Shipment courier

January freight shipments and expenses readings feel impact of Omicron variant, says Cass

The impact of the Omicron variant on freight shipments and expenses in January was evident, according to the most recent edition of the Cass Freight Index, which was released this week by Cass Information Systems.

Many freight forwarding and logistics executives and analysts regard the Cass Freight Index as the most accurate barometer of freight volumes and market conditions, with many analysts noting that the Cass Freight Index sometimes tops the American Trucking Associations (ATA) tonnage index at the turns, which gives the value of the Cass Freight Index.

The January shipments reading, at 1.078, fell 2.9% annually, after a 7.7% annual gain in December and annual gains of 4.5%, 0.8% and 0.4% for November, October and September, respectively.

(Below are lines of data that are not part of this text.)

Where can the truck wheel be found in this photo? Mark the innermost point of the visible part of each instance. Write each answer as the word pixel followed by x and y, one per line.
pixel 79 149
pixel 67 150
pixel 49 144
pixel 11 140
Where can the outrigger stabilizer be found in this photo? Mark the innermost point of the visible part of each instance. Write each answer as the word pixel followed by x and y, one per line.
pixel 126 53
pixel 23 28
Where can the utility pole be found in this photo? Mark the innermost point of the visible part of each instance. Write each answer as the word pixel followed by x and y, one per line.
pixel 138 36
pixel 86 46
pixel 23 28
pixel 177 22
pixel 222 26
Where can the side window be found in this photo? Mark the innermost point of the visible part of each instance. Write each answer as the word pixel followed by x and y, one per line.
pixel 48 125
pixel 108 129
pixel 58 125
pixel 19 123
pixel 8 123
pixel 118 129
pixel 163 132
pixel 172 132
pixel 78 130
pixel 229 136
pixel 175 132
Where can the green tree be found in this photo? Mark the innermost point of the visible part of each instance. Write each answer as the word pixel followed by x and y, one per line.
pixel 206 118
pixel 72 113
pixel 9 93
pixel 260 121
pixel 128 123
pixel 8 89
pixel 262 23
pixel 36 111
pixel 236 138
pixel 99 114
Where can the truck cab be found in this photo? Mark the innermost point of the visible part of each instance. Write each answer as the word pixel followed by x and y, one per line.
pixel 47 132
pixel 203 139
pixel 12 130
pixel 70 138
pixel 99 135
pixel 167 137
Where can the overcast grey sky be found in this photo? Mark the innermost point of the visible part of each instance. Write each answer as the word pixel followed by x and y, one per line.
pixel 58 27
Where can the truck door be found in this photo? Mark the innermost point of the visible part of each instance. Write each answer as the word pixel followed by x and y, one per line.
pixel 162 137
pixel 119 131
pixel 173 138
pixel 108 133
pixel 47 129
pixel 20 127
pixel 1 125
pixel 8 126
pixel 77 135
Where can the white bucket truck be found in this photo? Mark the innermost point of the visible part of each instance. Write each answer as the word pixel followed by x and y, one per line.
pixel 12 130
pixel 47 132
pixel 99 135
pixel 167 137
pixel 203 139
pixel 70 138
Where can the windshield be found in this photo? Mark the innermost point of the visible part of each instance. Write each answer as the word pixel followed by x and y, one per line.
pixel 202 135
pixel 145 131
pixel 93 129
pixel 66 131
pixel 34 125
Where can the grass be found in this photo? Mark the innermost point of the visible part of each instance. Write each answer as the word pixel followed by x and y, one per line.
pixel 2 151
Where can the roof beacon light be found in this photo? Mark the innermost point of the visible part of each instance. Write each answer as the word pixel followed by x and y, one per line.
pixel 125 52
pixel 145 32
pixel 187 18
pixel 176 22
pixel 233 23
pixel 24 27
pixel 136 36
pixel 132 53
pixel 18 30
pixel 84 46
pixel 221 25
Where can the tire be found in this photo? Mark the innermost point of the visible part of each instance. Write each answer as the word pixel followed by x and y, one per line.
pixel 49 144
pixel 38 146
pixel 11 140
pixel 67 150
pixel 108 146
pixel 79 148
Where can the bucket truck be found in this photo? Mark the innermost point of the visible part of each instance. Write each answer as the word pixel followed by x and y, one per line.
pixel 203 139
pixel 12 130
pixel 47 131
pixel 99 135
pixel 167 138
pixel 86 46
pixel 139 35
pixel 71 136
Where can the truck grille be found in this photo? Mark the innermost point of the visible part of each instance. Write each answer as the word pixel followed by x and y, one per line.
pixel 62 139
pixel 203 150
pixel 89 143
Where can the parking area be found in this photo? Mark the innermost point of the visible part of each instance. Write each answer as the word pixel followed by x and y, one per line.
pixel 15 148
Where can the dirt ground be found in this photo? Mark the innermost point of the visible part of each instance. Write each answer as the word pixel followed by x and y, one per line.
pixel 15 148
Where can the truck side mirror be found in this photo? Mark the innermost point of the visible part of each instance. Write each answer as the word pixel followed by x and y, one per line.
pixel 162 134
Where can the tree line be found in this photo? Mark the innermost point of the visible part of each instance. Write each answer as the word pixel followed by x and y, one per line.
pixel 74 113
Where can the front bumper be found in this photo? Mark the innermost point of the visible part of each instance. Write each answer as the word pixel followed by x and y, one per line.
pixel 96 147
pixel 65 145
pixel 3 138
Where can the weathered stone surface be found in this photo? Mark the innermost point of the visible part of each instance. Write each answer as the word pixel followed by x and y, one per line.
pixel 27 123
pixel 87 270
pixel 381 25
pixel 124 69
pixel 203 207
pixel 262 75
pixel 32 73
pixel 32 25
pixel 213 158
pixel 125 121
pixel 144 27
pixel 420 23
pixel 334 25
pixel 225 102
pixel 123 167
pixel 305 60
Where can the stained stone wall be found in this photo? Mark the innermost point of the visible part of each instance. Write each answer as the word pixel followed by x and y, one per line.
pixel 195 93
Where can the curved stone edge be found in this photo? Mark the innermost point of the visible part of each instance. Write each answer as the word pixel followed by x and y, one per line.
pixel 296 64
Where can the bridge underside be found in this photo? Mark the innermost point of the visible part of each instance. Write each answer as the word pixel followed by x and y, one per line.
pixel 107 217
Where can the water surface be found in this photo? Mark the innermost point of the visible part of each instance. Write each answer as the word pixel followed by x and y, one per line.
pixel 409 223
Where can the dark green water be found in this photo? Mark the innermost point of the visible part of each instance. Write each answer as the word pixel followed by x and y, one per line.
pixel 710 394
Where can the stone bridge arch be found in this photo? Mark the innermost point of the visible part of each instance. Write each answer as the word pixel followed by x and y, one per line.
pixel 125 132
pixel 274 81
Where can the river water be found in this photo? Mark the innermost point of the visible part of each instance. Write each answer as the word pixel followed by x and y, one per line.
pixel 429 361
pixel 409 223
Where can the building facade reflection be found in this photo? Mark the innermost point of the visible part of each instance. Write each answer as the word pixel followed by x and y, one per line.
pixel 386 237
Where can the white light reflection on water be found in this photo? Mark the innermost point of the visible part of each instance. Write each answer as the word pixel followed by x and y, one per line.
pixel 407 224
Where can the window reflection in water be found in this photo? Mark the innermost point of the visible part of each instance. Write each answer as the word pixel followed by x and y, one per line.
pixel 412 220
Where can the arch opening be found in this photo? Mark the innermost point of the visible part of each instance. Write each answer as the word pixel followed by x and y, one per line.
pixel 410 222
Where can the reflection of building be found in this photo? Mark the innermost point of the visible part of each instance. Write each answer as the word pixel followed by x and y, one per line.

And it increased by 5.5% on a two-year cumulative change basis. Shipments were down 10.8% and 7.4% from December, month-over-month and seasonally-adjusted monthly change, respectively.

Report author Tim Denoyer, vice president and principal analyst at ACT Research, noted that U.S. freight volumes faltered in January due to the surge in Omicron business.

“The 7.4% m/m (SA) decline in January in the shipments component of the Cass Freight Index is about as good an answer as we get to the question of the magnitude of the impact of the Absenteeism and Omicron-Related Quarantines on Freight Economics. writes Denoyer. “Although these effects persist in February, they are starting to fade and we expect a rebound in the coming months as the number of cases drops sharply.”

Further, Denoyer explained that this was not a demand-driven decline, as inventories are still thin and consumer balance sheets are strong.

“Although the backlog of container ships off Southern California fell to 78 as of February 9, from a peak of 109 a month earlier, according to our friends at MX SoCal, the backlog has increased in several other ports, especially Houston, Charleston and Virginia,” he wrote. “It was yet another setback on the supply side.”

January spending – at 4.027% – recorded a 31.2% annual increase, alongside US wholesale inflation rising 9.7% year on year for the month, according to US Department data. work. Expenses increased by 56.8% on a two-year cumulative change basis and decreased by 8.9% and 6.1%, respectively, on a month-to-month and two-year change basis. a seasonally adjusted monthly change.

“This index increased by 38% in 2021, after a drop of 7% in 2020 and no change in 2019″, writes Denoyer. “Stricter comparisons in the coming months will naturally slow these year-over-year increases, but just using normal seasonality from here, the increase in 2022 will still be around 20% at this trend level under Omicron pressure.”